Here’s what the early table really means. El Salvador’s win gives them a head start, but not safety. Suriname and Panama sit a step behind with a point and an argument they could have had more. Guatemala will feel they left something on the table. With only a few matchdays in play before November, you can’t bank on late surges to save you. Each game is a swing game.

The format adds edge. With the United States, Mexico, and Canada already in as co-hosts of 2026, only three automatic tickets are left for everyone else. In this final round, 12 teams are split across three groups. Win your group and you’re in. If you finish second, your fate depends on how your record stacks up against the other runners-up—two of them will get a lifeline through inter-confederation playoffs. Every point, every goal, every tiebreaker matters.

What should each team focus on from here?

  • El Salvador: Turn grit into control at home.
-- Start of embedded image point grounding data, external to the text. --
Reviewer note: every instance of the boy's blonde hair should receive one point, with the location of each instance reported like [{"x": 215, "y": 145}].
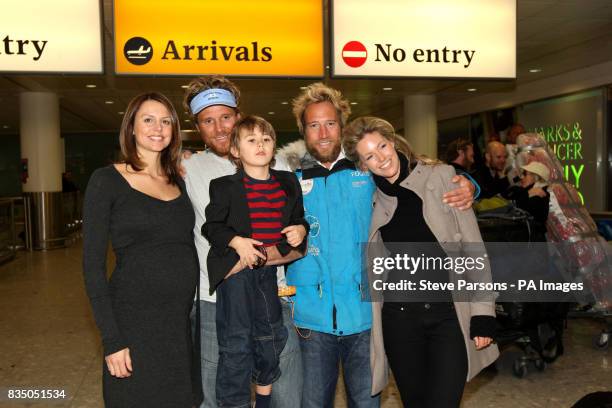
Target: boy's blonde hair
[{"x": 250, "y": 123}]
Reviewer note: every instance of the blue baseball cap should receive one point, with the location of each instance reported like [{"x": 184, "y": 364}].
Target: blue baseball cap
[{"x": 210, "y": 97}]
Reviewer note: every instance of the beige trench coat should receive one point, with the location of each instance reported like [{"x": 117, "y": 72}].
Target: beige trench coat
[{"x": 448, "y": 225}]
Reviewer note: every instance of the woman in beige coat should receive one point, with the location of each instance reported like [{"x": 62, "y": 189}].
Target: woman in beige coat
[{"x": 433, "y": 345}]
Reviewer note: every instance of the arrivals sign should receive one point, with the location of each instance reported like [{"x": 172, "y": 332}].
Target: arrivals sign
[
  {"x": 242, "y": 37},
  {"x": 50, "y": 36},
  {"x": 424, "y": 38}
]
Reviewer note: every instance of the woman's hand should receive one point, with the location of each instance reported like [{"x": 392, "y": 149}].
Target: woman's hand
[
  {"x": 482, "y": 342},
  {"x": 463, "y": 196},
  {"x": 119, "y": 364},
  {"x": 295, "y": 234},
  {"x": 245, "y": 248}
]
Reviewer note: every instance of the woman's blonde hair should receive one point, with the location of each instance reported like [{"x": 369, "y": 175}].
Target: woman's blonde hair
[{"x": 358, "y": 128}]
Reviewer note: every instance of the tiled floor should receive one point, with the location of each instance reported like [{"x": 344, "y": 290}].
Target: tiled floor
[{"x": 48, "y": 341}]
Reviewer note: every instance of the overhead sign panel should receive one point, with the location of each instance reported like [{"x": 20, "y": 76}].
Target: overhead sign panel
[
  {"x": 424, "y": 38},
  {"x": 243, "y": 37},
  {"x": 50, "y": 36}
]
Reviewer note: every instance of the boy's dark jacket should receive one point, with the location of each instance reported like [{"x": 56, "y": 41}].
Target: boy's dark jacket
[{"x": 227, "y": 216}]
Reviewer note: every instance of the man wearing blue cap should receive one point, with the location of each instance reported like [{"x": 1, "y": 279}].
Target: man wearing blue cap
[{"x": 214, "y": 104}]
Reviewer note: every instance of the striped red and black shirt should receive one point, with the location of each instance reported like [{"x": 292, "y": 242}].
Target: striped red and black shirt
[{"x": 265, "y": 199}]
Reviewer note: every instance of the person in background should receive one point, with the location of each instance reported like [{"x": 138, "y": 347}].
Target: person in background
[
  {"x": 140, "y": 204},
  {"x": 460, "y": 155},
  {"x": 532, "y": 195},
  {"x": 491, "y": 176},
  {"x": 432, "y": 347},
  {"x": 511, "y": 149}
]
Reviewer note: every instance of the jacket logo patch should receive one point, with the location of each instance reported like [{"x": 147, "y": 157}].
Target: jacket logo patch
[{"x": 314, "y": 225}]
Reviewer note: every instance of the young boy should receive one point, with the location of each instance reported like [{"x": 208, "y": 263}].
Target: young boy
[{"x": 255, "y": 219}]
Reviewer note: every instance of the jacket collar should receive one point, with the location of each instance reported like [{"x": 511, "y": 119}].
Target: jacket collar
[{"x": 311, "y": 168}]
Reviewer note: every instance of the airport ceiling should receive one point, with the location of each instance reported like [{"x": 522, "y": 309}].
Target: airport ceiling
[{"x": 554, "y": 36}]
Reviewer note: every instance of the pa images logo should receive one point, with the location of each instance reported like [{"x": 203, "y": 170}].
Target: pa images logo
[{"x": 138, "y": 51}]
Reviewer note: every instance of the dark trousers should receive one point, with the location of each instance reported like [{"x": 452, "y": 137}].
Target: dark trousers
[
  {"x": 426, "y": 352},
  {"x": 250, "y": 333}
]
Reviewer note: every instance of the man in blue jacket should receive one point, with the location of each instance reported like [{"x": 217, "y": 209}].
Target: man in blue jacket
[{"x": 333, "y": 321}]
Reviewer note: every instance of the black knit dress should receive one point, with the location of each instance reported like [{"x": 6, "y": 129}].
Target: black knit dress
[{"x": 146, "y": 303}]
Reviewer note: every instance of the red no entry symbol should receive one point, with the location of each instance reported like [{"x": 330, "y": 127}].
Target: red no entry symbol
[{"x": 354, "y": 54}]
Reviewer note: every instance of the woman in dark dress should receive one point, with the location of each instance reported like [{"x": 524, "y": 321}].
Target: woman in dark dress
[{"x": 141, "y": 205}]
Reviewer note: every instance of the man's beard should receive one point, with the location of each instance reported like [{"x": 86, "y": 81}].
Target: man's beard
[
  {"x": 329, "y": 157},
  {"x": 220, "y": 149}
]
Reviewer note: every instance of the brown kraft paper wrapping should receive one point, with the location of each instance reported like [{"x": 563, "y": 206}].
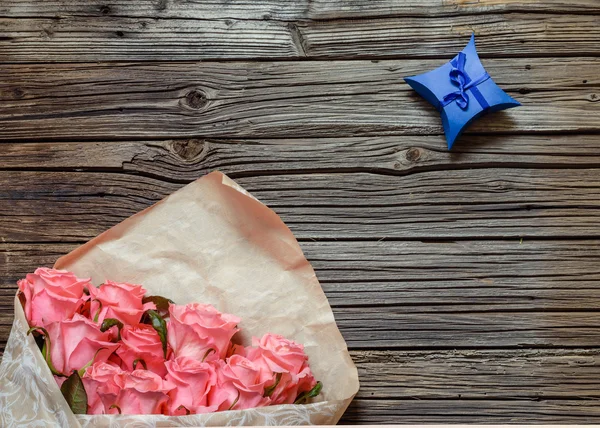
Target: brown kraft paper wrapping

Protect that lead by making home dates boring for the opponent—slow tempo, control restarts, and pick spots to press.
  • Suriname: Keep the defensive identity and add a few set-piece wrinkles. One clever routine can flip a tight match and force opponents to chase.
  • Panama: Speed up the final third. Fewer touches around the box, more vertical runs, and braver early crosses to attack the first contact.
  • Guatemala: Fix the box first. Create more cutbacks instead of hopeful high balls; defend the back post with numbers in transition.

Travel and scheduling will test depth. These games stack up quickly, the climates change, and the margin for error shrinks as the group tightens. Coaches will have to rotate without losing cohesion. That means building partnerships—center-backs who move as one, double pivots that pass on runners, wide players who know when to stay high and when to tuck in. The teams that keep their structure when they rotate will gain ground late.

Set pieces could decide this group. In the rain in Paramaribo, they almost did. In Guatemala City, one clean strike made the difference. Expect more training-ground routines in the next matchdays—near-post screens, late surges at the penalty spot, outswingers aimed at the second phase. The team that nails the details will turn draws into wins.

One more layer: game management. The best sides in qualifying don’t just play well; they manage the middle 20 minutes of each half. That’s where matches swing—after the early press fades and before legs get heavy. If El Salvador can own that stretch at home, if Suriname can keep killing tempo away, if Panama can raise the speed there, and if Guatemala can avoid lapses in those windows, the table will keep shifting.

By November, this group will look different. The weather will change. The pressure will rise. Legs will tire. But the blueprint is already out. Suriname can grind. Panama can control. El Salvador can take a punch and land one back. Guatemala can still make this tight with a strong response at home. The first whistle of the final phase didn’t give us a favorite; it gave us a race.